Let $S_n = W_1 + ... + W_n$, where all $W_j$ are independent and identically distributed. Let $P(W_j=1)= 0.75$ and $P(W_j=2) = 0.25$. We wish to compute $P(S_n = 5)$ for all possible $n$ and find the probability that the sequence $\{ S_n \}_n$ never reaches the value "5".
Looking at this initially, it feels like the desired probability must be zero.
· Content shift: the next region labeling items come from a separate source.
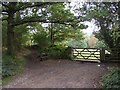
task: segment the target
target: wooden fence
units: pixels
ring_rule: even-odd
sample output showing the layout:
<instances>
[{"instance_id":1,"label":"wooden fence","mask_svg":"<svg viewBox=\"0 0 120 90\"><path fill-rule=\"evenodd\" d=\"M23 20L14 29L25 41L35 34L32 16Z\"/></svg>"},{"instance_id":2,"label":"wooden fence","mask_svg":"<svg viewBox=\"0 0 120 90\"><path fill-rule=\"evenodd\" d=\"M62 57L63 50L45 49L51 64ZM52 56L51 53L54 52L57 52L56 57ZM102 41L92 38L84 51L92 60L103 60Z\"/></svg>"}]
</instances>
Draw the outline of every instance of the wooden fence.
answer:
<instances>
[{"instance_id":1,"label":"wooden fence","mask_svg":"<svg viewBox=\"0 0 120 90\"><path fill-rule=\"evenodd\" d=\"M80 61L118 61L119 60L119 49L113 49L111 51L105 50L104 48L72 48L72 59Z\"/></svg>"}]
</instances>

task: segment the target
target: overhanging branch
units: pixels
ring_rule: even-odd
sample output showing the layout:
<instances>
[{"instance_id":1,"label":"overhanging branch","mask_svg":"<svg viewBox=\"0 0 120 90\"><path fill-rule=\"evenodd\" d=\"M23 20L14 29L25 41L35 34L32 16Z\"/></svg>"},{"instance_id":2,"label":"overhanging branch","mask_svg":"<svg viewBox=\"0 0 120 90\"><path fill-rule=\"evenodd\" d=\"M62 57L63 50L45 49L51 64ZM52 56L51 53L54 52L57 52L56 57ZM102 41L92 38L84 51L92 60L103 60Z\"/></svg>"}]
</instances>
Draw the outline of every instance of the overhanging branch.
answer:
<instances>
[{"instance_id":1,"label":"overhanging branch","mask_svg":"<svg viewBox=\"0 0 120 90\"><path fill-rule=\"evenodd\" d=\"M71 22L73 22L74 19L69 19L69 20L46 20L46 19L41 19L41 17L31 17L31 18L24 18L22 20L16 20L15 23L13 24L14 26L22 25L25 23L32 23L32 22L43 22L43 23L59 23L59 24L65 24L65 25L71 25Z\"/></svg>"},{"instance_id":2,"label":"overhanging branch","mask_svg":"<svg viewBox=\"0 0 120 90\"><path fill-rule=\"evenodd\" d=\"M41 6L44 6L44 5L52 5L52 4L56 4L57 2L41 2L41 3L36 3L34 5L25 5L24 7L18 7L15 9L15 11L20 11L20 10L24 10L26 8L32 8L32 7L41 7Z\"/></svg>"}]
</instances>

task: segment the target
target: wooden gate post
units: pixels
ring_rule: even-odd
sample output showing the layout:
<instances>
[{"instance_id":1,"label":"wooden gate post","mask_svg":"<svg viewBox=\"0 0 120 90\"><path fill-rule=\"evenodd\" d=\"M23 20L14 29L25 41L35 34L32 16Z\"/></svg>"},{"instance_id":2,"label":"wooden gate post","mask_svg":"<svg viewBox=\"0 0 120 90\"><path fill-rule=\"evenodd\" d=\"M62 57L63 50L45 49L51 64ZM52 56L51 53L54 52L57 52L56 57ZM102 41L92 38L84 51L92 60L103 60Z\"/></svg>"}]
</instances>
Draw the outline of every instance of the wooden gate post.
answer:
<instances>
[{"instance_id":1,"label":"wooden gate post","mask_svg":"<svg viewBox=\"0 0 120 90\"><path fill-rule=\"evenodd\" d=\"M100 61L104 61L105 60L105 49L104 48L100 48Z\"/></svg>"}]
</instances>

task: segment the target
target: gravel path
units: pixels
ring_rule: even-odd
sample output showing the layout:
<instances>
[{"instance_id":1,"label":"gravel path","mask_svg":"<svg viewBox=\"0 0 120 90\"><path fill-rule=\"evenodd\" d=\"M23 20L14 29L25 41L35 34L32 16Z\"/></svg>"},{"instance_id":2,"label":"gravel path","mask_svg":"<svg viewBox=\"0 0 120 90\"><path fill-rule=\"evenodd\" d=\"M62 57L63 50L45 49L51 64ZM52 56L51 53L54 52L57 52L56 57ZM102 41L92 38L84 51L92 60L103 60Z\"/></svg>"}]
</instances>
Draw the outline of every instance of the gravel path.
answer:
<instances>
[{"instance_id":1,"label":"gravel path","mask_svg":"<svg viewBox=\"0 0 120 90\"><path fill-rule=\"evenodd\" d=\"M70 60L35 60L28 57L24 73L3 88L101 88L108 65Z\"/></svg>"}]
</instances>

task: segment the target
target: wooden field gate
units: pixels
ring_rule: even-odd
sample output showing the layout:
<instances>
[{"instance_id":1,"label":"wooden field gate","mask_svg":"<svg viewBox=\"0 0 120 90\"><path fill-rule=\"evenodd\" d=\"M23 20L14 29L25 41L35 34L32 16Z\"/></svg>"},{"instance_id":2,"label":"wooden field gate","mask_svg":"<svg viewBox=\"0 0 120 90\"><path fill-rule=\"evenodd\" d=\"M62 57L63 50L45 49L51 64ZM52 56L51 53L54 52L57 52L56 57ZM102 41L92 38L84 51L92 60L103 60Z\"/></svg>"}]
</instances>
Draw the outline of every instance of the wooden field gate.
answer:
<instances>
[{"instance_id":1,"label":"wooden field gate","mask_svg":"<svg viewBox=\"0 0 120 90\"><path fill-rule=\"evenodd\" d=\"M105 59L103 48L72 48L72 59L100 62Z\"/></svg>"}]
</instances>

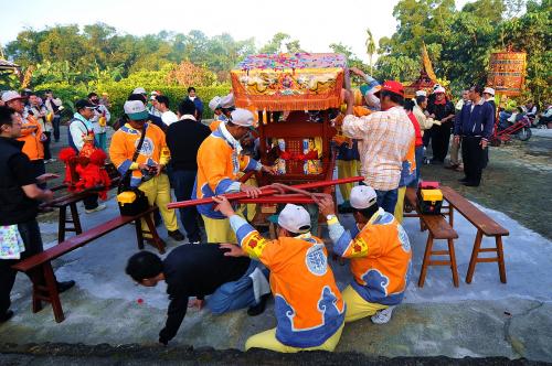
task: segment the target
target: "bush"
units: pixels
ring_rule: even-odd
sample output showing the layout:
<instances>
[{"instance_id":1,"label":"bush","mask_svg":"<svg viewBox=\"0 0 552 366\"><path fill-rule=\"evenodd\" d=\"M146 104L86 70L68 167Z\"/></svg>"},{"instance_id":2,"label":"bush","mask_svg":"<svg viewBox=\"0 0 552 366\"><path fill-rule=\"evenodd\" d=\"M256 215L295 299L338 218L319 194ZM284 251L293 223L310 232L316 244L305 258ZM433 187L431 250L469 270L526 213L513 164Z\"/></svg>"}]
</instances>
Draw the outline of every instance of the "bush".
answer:
<instances>
[{"instance_id":1,"label":"bush","mask_svg":"<svg viewBox=\"0 0 552 366\"><path fill-rule=\"evenodd\" d=\"M146 90L159 90L170 100L170 108L174 112L178 110L178 104L188 95L188 87L184 86L162 86L162 85L141 85ZM74 101L81 98L86 98L88 93L96 92L99 96L102 93L109 95L112 103L112 123L123 116L123 105L127 97L132 93L137 85L125 85L123 83L99 84L96 88L86 87L84 85L72 86L67 84L44 84L36 86L35 90L52 89L54 95L64 101L64 106L72 108ZM203 118L212 118L213 112L209 109L209 100L214 96L225 96L230 93L230 86L198 86L195 87L198 96L203 100ZM66 103L72 101L72 103ZM73 111L72 111L73 112Z\"/></svg>"}]
</instances>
Since it's clear that $n \le S_n \le 2n$, as soon as we reach $n=5$, the probability that $\{ S_n \}_n$ never passes the value of 5 must be $0$. Or am I missing something?
To get the $P(S_n = 5)$, I found what should be the generating function of $S_n$:
$g_{S_n}(s) = (0.75s + 0.25s^2)^n$
from $E(s^{S_n})= (E(s^W))^n$
Then applied the relation: $$P(S_n = 5) = \frac{{g_{S_n}}^{(k)}(0)}{k!} = \frac{{(0.75s + 0.25s^2)^n}^{(k)}(0)}{k!}$$
This gave me a big expansion:
$$ \frac{(n-4)(n-3)(n-2)(n-1)n(0.75^5)+5(n-3)(n-2)(n-1)n(0.75)^3 +2.8125(n-2)(n-1)n}{5!} $$
Does this seem reasonable? I'm pessimistic about this result, since the above gives a probability bigger than one when we let $n$ be five. Thank you for your ideas/input!